Disclaimer: All publicly recognizable characters, settings, etc. are the property of their respective owners. The original characters and plot are the property of the author. The author is in no way associated with the owners, creators, or producers of any media franchise. No copyright infringement is intended




i. “This could be the very minute I’m aware I’m alive. All these places feel like home.”


“I love you,” she whispers against his skin, and he smiles into his pillow.

Maybe he’ll propose like this, she thinks. As they lay in bed on a lazy Sunday morning, Jim sprawled on his stomach, and her lying half on top of him.

She loves him for his fake proposals, loves that it’s giving her a chance to get used to the idea. She loves that he knows her well enough to know that she might not have been ready for him to surprise her with a proposal.

She thinks about Roy’s proposal. As they sat at a red light in his truck. His hand was on her knee, bouncing along to some song on the radio. It was the middle of July, and her legs stuck to the vinyl seats.

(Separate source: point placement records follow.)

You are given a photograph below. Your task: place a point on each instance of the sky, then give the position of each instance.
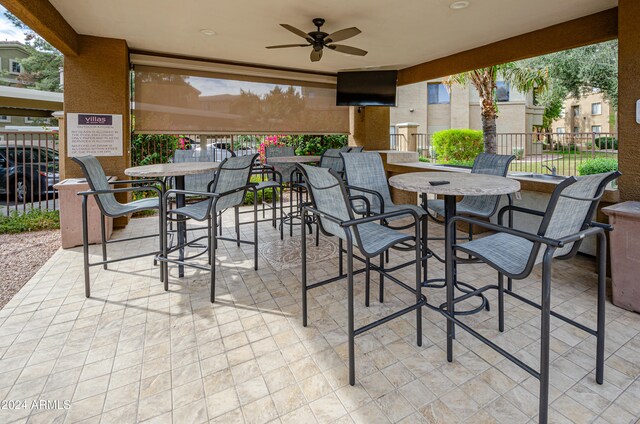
(8, 32)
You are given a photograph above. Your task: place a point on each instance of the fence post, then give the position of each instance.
(407, 131)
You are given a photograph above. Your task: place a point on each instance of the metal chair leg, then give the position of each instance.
(212, 259)
(351, 319)
(103, 237)
(602, 290)
(500, 302)
(381, 284)
(303, 243)
(237, 213)
(545, 327)
(85, 248)
(367, 281)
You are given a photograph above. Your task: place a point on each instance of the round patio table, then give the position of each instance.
(293, 215)
(458, 184)
(294, 159)
(178, 171)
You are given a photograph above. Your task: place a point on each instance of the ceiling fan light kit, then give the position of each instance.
(319, 39)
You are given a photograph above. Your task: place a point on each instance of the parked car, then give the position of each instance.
(28, 173)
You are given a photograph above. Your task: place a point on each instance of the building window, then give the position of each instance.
(575, 110)
(596, 108)
(437, 94)
(502, 91)
(14, 66)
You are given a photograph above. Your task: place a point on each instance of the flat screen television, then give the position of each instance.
(367, 88)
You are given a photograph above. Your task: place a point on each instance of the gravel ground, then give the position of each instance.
(21, 255)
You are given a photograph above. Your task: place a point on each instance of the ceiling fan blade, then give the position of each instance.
(316, 55)
(287, 45)
(343, 34)
(296, 31)
(348, 49)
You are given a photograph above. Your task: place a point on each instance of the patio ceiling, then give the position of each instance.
(397, 35)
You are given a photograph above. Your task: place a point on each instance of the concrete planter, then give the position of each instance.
(71, 213)
(625, 254)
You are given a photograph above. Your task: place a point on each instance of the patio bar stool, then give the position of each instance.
(566, 222)
(331, 205)
(110, 207)
(226, 191)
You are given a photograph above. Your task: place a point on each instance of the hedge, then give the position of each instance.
(458, 144)
(597, 166)
(606, 143)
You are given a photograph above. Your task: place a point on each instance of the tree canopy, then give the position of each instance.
(41, 69)
(578, 72)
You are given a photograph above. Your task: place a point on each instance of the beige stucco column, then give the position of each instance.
(629, 93)
(97, 81)
(407, 136)
(369, 127)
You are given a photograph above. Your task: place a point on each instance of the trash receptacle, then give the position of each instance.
(71, 213)
(625, 254)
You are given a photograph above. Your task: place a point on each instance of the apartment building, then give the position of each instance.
(589, 113)
(434, 107)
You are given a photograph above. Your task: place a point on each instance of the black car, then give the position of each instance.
(28, 173)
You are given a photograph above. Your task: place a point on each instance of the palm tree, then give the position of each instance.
(522, 78)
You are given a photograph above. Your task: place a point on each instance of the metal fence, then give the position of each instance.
(541, 152)
(149, 149)
(29, 166)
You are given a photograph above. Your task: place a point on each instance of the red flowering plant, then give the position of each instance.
(270, 140)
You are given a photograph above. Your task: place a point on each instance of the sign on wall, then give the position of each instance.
(94, 134)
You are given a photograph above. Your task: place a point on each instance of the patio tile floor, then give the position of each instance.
(134, 353)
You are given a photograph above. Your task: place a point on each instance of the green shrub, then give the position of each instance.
(34, 220)
(597, 166)
(518, 153)
(465, 163)
(606, 143)
(458, 145)
(268, 193)
(147, 149)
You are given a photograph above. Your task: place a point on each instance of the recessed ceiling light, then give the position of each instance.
(457, 5)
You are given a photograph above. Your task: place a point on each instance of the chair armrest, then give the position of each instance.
(517, 209)
(380, 217)
(502, 229)
(606, 227)
(364, 199)
(120, 190)
(365, 190)
(581, 235)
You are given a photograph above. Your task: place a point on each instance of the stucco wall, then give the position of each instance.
(97, 81)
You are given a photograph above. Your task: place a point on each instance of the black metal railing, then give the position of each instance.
(29, 167)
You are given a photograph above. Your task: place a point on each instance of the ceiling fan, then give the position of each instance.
(319, 40)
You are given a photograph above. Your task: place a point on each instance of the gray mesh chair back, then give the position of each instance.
(331, 159)
(97, 180)
(488, 164)
(233, 173)
(329, 197)
(284, 168)
(367, 171)
(198, 182)
(574, 209)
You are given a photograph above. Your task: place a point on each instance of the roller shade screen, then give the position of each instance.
(171, 100)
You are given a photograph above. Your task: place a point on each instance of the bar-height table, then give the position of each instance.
(178, 171)
(292, 160)
(457, 184)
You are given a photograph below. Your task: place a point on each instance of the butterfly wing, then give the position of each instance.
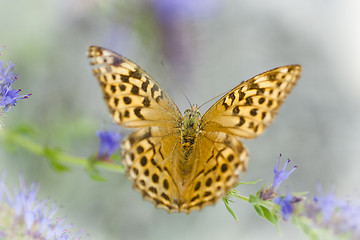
(252, 105)
(132, 96)
(151, 156)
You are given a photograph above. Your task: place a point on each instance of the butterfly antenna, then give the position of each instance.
(211, 99)
(186, 97)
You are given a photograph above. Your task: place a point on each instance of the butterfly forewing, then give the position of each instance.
(133, 97)
(252, 105)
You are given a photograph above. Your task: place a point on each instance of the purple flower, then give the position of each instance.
(109, 143)
(281, 175)
(286, 204)
(174, 10)
(28, 218)
(8, 96)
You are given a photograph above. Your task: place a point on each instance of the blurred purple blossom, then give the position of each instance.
(109, 142)
(8, 96)
(279, 176)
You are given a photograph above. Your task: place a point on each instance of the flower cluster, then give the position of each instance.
(109, 143)
(8, 96)
(323, 212)
(23, 216)
(337, 215)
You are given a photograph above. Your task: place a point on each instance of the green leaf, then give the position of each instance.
(248, 183)
(53, 156)
(266, 213)
(259, 210)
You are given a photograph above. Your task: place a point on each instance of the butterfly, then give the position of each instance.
(184, 162)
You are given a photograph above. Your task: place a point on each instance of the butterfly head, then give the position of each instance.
(192, 118)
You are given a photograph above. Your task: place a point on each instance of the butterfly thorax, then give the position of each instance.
(190, 126)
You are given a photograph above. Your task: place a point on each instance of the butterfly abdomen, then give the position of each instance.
(190, 126)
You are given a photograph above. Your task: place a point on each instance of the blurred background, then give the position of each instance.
(199, 48)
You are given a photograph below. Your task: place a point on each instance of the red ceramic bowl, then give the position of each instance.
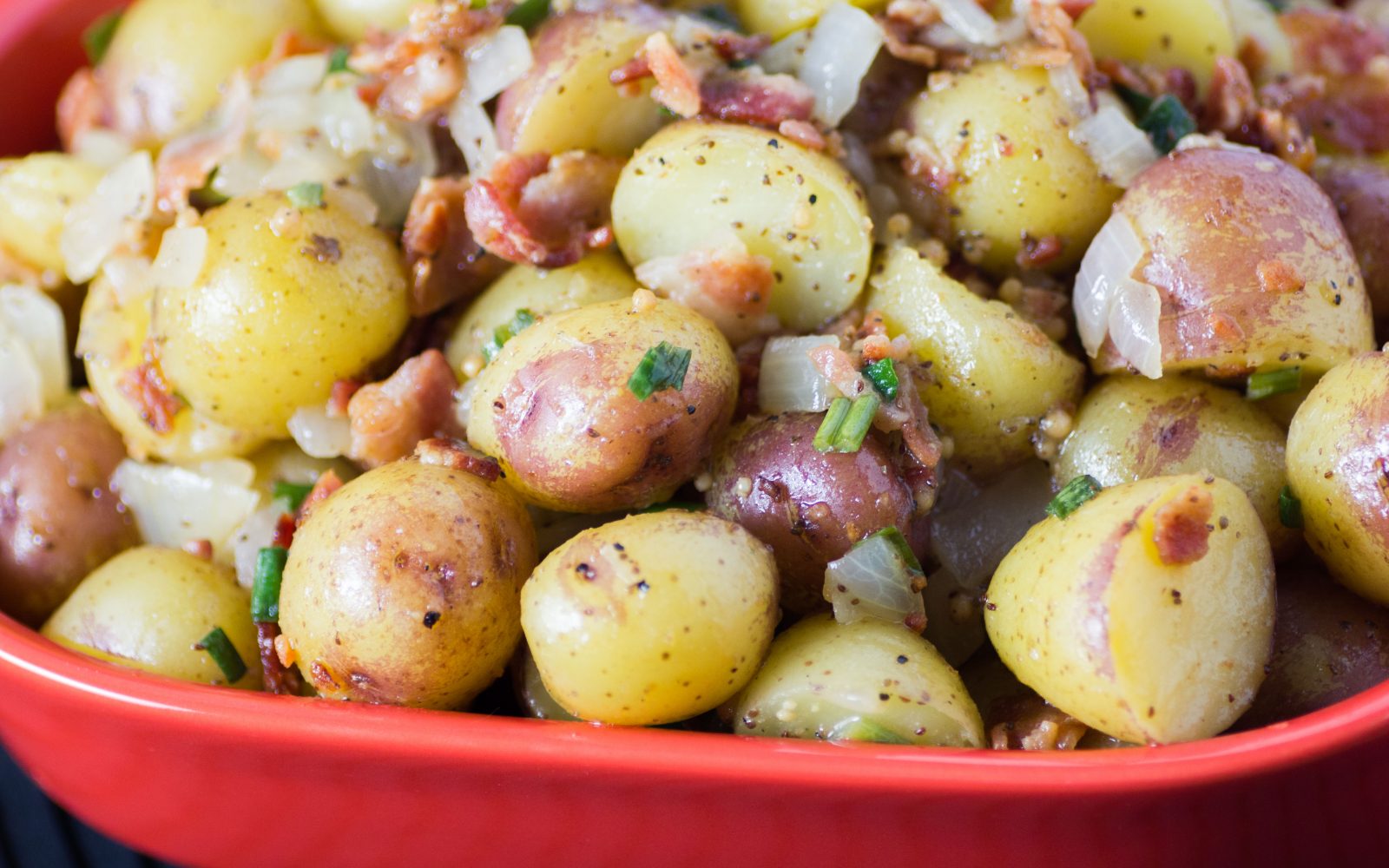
(208, 777)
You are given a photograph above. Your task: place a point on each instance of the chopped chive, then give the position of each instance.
(884, 378)
(1267, 384)
(307, 194)
(270, 573)
(224, 654)
(293, 492)
(96, 39)
(520, 321)
(663, 367)
(1166, 122)
(1073, 496)
(528, 13)
(1289, 509)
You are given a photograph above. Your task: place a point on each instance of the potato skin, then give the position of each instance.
(555, 407)
(1087, 613)
(148, 608)
(653, 618)
(823, 674)
(1016, 173)
(273, 323)
(696, 182)
(1250, 263)
(1338, 465)
(403, 588)
(59, 517)
(1132, 428)
(995, 374)
(810, 507)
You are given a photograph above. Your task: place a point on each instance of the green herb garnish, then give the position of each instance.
(663, 367)
(224, 654)
(1073, 496)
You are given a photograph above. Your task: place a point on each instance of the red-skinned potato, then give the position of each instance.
(59, 518)
(809, 506)
(1250, 264)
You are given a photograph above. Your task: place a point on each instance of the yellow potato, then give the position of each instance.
(1132, 428)
(868, 681)
(1014, 174)
(1338, 465)
(995, 374)
(653, 618)
(1146, 615)
(599, 277)
(148, 608)
(35, 196)
(698, 184)
(275, 319)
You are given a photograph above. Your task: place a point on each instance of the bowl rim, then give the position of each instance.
(451, 738)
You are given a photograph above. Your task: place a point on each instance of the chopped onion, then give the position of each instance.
(1120, 149)
(842, 46)
(36, 321)
(182, 253)
(1134, 326)
(96, 227)
(319, 435)
(789, 381)
(875, 581)
(174, 504)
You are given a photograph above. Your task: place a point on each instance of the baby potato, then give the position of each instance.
(653, 618)
(59, 517)
(35, 196)
(698, 184)
(1338, 465)
(278, 314)
(149, 608)
(1146, 615)
(1132, 428)
(1250, 263)
(557, 411)
(403, 588)
(566, 102)
(868, 681)
(995, 374)
(809, 507)
(1014, 175)
(599, 277)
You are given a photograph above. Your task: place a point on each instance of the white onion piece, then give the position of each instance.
(874, 581)
(182, 253)
(497, 62)
(842, 46)
(1134, 326)
(96, 226)
(1118, 149)
(319, 435)
(174, 506)
(36, 321)
(789, 381)
(1108, 266)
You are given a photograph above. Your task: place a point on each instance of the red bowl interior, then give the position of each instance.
(215, 777)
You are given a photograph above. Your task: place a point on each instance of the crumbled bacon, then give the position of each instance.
(446, 263)
(392, 417)
(543, 210)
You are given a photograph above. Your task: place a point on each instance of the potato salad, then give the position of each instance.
(974, 374)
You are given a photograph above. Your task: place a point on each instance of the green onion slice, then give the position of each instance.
(1073, 496)
(224, 654)
(663, 367)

“Hey, so I was thinking,” that was always Roy’s way of bringing up a serious conversation. “Maybe we should get married?” And all of a sudden there was a ring, sitting on her knee where his sweaty hand had just been.

She cried, tears dripping down her face, as she threw her arms around him and cars honked their horns behind them. Roy had this goofy look on his face, and he kept nodding and grinning like a lunatic.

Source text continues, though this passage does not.